Use Custom Algorithms for Model Training and Hosting on Amazon SageMaker with Apache Spark - Amazon SageMaker

Use Custom Algorithms for Model Training and Hosting on Amazon SageMaker with Apache Spark

In SageMaker Spark for Scala examples, you use the kMeansSageMakerEstimator because the example uses the k-means algorithm provided by Amazon SageMaker for model training. You might choose to use your own custom algorithm for model training instead. Assuming that you have already created a Docker image, you can create your own SageMakerEstimator and specify the Amazon Elastic Container Registry path for your custom image.

The following example shows how to create a KMeansSageMakerEstimator from the SageMakerEstimator.

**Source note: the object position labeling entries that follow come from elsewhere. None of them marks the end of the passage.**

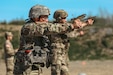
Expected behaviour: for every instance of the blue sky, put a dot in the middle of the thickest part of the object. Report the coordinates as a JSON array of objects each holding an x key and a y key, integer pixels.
[{"x": 13, "y": 9}]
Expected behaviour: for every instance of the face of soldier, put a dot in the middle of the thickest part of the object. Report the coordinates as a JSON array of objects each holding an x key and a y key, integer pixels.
[
  {"x": 63, "y": 20},
  {"x": 10, "y": 38},
  {"x": 43, "y": 18},
  {"x": 78, "y": 23}
]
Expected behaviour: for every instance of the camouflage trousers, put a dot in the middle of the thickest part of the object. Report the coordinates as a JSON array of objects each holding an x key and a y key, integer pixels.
[
  {"x": 9, "y": 65},
  {"x": 21, "y": 69},
  {"x": 59, "y": 70}
]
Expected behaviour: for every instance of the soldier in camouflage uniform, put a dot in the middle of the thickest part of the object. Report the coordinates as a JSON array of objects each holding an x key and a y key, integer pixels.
[
  {"x": 9, "y": 53},
  {"x": 31, "y": 56},
  {"x": 60, "y": 44}
]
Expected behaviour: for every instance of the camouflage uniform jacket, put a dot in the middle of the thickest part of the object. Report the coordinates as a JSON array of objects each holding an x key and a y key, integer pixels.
[{"x": 9, "y": 50}]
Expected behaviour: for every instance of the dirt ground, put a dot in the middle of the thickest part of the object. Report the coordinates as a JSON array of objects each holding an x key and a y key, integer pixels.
[{"x": 76, "y": 67}]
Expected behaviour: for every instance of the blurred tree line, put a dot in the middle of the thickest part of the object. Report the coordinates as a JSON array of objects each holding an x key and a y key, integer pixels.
[{"x": 97, "y": 43}]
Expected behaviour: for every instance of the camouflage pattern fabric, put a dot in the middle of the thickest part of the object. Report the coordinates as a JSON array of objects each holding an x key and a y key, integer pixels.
[
  {"x": 32, "y": 35},
  {"x": 59, "y": 47},
  {"x": 9, "y": 53}
]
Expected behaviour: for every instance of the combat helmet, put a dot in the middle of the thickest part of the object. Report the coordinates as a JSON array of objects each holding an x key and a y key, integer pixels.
[
  {"x": 38, "y": 10},
  {"x": 58, "y": 14}
]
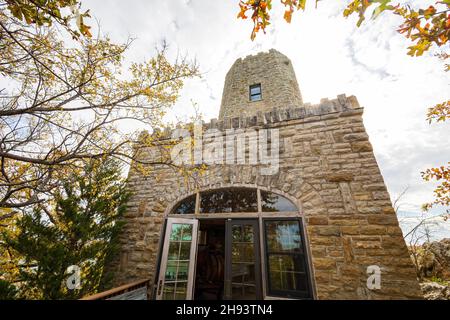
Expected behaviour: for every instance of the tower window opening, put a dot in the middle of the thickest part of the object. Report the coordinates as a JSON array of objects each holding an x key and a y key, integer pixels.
[{"x": 255, "y": 92}]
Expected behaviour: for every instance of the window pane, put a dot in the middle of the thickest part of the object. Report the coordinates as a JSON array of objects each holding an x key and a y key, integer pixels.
[
  {"x": 186, "y": 206},
  {"x": 272, "y": 202},
  {"x": 177, "y": 269},
  {"x": 286, "y": 263},
  {"x": 256, "y": 89},
  {"x": 283, "y": 236},
  {"x": 285, "y": 274},
  {"x": 255, "y": 92},
  {"x": 229, "y": 200}
]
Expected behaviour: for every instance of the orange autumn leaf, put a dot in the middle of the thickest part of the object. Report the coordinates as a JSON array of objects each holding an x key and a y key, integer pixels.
[{"x": 288, "y": 16}]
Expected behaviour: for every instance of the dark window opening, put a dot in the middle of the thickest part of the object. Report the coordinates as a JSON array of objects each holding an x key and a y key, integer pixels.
[
  {"x": 229, "y": 200},
  {"x": 287, "y": 270},
  {"x": 255, "y": 92},
  {"x": 271, "y": 202}
]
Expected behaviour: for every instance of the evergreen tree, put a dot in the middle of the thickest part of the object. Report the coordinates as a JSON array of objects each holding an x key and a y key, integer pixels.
[{"x": 79, "y": 227}]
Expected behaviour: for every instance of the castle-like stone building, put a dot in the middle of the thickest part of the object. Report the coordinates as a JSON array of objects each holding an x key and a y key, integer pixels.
[{"x": 318, "y": 225}]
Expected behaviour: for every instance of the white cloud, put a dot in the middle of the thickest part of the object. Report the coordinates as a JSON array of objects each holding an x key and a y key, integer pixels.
[{"x": 330, "y": 56}]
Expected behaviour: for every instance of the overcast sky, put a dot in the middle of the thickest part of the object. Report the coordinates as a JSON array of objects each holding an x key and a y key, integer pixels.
[{"x": 330, "y": 56}]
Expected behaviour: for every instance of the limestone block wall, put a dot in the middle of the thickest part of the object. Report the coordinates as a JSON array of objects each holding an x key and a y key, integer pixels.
[
  {"x": 327, "y": 165},
  {"x": 273, "y": 71}
]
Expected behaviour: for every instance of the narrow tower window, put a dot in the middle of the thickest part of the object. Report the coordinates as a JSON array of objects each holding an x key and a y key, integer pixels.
[{"x": 255, "y": 92}]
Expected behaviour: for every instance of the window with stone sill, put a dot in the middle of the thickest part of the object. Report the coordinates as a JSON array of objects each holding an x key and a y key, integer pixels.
[
  {"x": 255, "y": 92},
  {"x": 234, "y": 200}
]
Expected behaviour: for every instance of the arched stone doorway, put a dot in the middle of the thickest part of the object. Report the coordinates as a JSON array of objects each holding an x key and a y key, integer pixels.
[{"x": 234, "y": 243}]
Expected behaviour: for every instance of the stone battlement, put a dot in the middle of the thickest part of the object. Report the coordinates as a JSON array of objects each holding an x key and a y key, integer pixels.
[{"x": 307, "y": 111}]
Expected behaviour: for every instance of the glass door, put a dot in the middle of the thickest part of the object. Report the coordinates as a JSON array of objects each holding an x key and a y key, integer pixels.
[
  {"x": 242, "y": 272},
  {"x": 176, "y": 277}
]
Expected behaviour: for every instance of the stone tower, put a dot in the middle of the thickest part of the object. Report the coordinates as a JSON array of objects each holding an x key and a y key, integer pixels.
[
  {"x": 273, "y": 72},
  {"x": 328, "y": 188}
]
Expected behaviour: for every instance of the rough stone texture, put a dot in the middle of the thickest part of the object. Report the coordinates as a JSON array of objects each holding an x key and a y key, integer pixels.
[
  {"x": 433, "y": 259},
  {"x": 327, "y": 167},
  {"x": 435, "y": 291},
  {"x": 273, "y": 71}
]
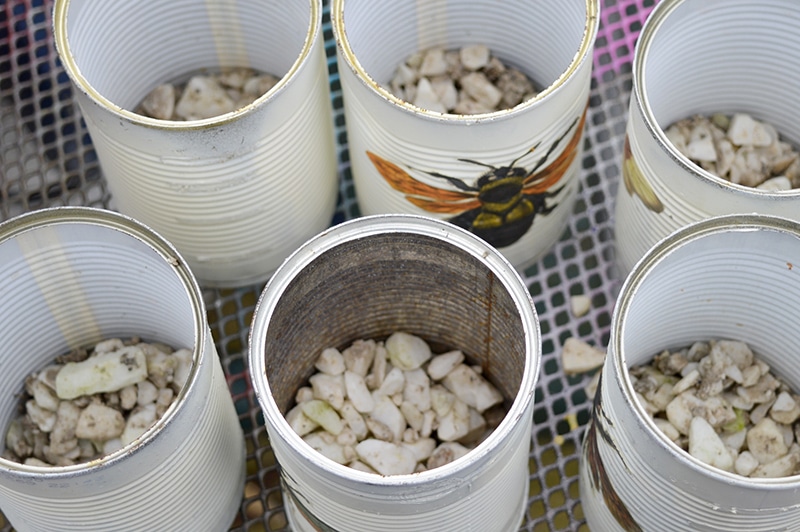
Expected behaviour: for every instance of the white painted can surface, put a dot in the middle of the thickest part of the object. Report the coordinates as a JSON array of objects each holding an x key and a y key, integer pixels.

In the new estimator, you explicitly specify the Docker registry path to your training and inference code images.

import com.amazonaws.services.sagemaker.sparksdk.IAMRole import com.amazonaws.services.sagemaker.sparksdk.SageMakerEstimator import com.amazonaws.services.sagemaker.sparksdk.transformation.serializers.ProtobufRequestRowSerializer import com.amazonaws.services.sagemaker.sparksdk.transformation.deserializers.KMeansProtobufResponseRowDeserializer val estimator = new SageMakerEstimator( trainingImage = "811284229777.dkr.ecr.us-east-1.amazonaws.com/kmeans:1", modelImage = "811284229777.dkr.ecr.us-east-1.amazonaws.com/kmeans:1", requestRowSerializer = new ProtobufRequestRowSerializer(), responseRowDeserializer = new KMeansProtobufResponseRowDeserializer(), hyperParameters = Map("k" -> "10", "feature_dim" -> "784"), sagemakerRole = IAMRole(roleArn), trainingInstanceType = "ml.p2.xlarge", trainingInstanceCount = 1, endpointInstanceType = "ml.c4.xlarge", endpointInitialInstanceCount = 1, trainingSparkDataFormat = "sagemaker")

In the code, the parameters in the SageMakerEstimator constructor include:

  • trainingImage —Identifies the Docker registry path to the training image containing your custom code.

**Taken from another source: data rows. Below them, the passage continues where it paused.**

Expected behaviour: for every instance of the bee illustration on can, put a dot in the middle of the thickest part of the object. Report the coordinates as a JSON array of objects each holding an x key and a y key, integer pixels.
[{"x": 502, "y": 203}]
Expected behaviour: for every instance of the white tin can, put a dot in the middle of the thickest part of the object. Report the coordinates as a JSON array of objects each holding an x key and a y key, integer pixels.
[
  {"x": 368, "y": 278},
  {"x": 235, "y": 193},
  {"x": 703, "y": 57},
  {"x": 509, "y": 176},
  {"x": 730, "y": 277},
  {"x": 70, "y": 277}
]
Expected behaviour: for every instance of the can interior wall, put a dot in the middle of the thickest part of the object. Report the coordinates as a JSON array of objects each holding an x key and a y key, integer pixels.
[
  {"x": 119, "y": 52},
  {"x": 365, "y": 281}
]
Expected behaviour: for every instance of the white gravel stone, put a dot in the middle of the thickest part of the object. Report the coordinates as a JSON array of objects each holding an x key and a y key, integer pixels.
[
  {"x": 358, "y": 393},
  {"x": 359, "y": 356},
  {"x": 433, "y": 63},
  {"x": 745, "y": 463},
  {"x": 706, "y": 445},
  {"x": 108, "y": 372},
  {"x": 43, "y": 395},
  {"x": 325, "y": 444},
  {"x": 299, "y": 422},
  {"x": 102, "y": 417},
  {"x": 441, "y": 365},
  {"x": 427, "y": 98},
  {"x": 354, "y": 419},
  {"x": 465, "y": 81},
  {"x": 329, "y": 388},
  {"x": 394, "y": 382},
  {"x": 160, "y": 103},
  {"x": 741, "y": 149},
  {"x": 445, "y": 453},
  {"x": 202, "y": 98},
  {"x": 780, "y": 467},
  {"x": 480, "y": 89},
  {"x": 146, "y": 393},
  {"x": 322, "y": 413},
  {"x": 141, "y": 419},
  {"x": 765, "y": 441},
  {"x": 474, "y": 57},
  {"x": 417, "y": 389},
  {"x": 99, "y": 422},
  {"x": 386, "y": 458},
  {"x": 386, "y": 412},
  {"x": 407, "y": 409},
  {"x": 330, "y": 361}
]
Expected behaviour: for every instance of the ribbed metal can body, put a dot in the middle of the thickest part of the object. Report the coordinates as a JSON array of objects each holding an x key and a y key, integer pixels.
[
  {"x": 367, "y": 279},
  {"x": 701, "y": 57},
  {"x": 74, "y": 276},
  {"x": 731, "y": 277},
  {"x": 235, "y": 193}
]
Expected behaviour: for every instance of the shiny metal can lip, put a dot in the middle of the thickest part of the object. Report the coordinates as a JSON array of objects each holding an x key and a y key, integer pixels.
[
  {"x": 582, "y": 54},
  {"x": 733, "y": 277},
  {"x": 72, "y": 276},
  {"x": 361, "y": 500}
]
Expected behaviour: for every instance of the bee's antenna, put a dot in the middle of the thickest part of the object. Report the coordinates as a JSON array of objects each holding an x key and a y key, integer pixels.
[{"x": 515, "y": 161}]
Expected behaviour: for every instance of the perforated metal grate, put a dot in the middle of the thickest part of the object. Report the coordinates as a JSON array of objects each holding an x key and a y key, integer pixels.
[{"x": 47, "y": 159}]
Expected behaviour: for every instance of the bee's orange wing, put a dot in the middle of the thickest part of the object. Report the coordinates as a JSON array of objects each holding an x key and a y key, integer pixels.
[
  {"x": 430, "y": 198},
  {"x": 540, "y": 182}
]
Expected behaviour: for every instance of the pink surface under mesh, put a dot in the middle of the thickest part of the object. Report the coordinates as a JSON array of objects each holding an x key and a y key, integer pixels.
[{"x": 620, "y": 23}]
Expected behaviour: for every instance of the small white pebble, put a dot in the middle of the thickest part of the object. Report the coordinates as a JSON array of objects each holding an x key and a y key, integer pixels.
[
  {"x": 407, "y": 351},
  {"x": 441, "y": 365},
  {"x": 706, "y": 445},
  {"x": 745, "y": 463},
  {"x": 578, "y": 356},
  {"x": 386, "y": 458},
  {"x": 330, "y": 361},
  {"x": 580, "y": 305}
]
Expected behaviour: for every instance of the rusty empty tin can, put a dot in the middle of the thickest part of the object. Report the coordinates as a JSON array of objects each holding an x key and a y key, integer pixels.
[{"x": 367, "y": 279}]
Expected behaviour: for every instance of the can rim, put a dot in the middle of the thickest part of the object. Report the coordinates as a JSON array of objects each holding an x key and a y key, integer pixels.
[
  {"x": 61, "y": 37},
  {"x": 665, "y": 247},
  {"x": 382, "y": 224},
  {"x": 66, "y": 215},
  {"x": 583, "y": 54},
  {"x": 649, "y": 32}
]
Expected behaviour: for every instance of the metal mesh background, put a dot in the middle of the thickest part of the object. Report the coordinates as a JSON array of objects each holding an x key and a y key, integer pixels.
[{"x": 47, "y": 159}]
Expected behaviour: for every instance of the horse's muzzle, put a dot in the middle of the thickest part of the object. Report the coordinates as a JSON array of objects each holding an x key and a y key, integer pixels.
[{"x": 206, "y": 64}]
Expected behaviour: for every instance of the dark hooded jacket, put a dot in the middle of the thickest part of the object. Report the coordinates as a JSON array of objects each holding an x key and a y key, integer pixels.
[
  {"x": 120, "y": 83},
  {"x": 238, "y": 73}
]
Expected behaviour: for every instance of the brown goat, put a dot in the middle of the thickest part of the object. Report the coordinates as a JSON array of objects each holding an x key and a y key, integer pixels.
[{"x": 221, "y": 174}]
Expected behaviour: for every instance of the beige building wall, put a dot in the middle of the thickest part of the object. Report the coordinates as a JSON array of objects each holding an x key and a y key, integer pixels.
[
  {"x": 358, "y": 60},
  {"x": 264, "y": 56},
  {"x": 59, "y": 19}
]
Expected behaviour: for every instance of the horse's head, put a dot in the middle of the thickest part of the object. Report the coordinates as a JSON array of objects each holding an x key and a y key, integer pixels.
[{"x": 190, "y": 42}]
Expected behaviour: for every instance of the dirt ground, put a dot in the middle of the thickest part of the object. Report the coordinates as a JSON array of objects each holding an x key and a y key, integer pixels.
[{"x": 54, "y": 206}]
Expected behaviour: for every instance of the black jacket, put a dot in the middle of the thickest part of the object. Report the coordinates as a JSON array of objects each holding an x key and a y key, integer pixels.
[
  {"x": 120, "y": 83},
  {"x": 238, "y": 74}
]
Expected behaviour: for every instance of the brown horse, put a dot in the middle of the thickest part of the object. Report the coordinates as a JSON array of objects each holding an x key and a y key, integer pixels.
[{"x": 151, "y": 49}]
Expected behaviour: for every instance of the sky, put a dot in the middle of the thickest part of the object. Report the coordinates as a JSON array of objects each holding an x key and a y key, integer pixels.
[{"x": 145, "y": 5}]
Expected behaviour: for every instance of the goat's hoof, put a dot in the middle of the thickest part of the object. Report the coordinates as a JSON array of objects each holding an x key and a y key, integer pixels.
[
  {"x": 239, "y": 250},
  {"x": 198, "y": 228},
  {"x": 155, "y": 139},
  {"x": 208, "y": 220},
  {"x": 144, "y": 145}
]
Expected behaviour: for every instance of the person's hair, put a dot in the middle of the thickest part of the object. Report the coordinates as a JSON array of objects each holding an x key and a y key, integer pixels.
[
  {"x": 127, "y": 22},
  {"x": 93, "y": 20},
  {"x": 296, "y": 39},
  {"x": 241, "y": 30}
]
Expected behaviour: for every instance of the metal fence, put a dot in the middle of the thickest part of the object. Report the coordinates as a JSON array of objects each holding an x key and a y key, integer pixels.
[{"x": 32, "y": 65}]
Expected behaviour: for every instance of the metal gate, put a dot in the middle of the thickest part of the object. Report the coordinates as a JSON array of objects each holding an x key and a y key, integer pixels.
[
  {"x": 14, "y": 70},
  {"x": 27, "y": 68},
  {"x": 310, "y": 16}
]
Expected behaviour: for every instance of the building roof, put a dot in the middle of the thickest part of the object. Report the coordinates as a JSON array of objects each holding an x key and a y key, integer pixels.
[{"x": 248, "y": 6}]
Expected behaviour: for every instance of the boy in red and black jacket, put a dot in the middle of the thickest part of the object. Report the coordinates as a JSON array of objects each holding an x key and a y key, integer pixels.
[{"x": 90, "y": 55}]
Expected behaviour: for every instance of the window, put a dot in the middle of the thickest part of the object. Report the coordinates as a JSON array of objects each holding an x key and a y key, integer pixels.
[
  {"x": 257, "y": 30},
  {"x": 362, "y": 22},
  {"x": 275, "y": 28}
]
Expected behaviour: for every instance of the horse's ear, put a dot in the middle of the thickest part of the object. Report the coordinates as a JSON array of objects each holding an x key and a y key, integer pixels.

  • modelImage —Identifies the Docker registry path to the image containing inference code.

  • requestRowSerializer —Implements com.amazonaws.services.sagemaker.sparksdk.transformation.RequestRowSerializer.

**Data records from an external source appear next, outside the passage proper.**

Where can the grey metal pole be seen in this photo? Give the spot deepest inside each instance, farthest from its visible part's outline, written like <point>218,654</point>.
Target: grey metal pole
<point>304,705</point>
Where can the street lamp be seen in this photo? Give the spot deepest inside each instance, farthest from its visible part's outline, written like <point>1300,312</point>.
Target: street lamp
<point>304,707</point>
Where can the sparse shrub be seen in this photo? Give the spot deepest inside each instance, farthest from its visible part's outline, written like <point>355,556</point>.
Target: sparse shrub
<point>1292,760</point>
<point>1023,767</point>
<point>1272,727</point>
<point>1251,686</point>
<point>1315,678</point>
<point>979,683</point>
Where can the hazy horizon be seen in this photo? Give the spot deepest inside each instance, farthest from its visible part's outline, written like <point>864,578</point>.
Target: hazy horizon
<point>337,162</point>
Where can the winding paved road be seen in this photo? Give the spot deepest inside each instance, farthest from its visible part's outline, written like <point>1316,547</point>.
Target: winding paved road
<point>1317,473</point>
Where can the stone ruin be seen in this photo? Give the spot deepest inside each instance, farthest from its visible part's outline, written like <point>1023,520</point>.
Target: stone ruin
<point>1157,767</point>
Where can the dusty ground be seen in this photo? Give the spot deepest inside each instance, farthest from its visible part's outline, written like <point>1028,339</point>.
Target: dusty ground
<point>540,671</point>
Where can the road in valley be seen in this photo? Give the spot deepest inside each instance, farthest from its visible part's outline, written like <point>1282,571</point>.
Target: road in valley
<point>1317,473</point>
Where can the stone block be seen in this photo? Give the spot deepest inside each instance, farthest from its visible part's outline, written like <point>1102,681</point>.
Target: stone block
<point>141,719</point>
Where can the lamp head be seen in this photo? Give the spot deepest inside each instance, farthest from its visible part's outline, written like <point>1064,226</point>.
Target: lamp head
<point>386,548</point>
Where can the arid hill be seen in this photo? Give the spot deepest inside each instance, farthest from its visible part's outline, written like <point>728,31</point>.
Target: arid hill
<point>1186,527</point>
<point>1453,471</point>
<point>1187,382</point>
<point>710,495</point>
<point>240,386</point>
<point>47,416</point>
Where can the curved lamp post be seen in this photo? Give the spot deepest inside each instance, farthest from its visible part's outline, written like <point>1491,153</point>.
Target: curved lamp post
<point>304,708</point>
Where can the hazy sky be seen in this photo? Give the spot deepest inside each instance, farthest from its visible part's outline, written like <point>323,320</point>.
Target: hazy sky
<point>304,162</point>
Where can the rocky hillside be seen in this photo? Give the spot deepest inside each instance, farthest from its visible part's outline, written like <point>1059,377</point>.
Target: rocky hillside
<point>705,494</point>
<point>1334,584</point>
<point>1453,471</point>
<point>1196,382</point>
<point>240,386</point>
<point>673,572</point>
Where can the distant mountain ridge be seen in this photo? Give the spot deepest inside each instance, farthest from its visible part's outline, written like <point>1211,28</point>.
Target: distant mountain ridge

    This parameter serializes rows in the input DataFrame to send them to the model hosted in SageMaker for inference.

  • responseRowDeserializer —Implements

    com.amazonaws.services.sagemaker.sparksdk.transformation.ResponseRowDeserializer.

    This parameter deserializes responses from the model, hosted in SageMaker, back into a DataFrame.

  • trainingSparkDataFormat —Specifies the data format that Spark uses when uploading training data from a DataFrame to S3. For example, "sagemaker" for protobuf format, "csv" for comma-separated values, and "libsvm" for LibSVM format.

You can implement your own RequestRowSerializer and ResponseRowDeserializer to serialize and deserialize rows from a data format that your inference code supports, such as .libsvm or ..csv.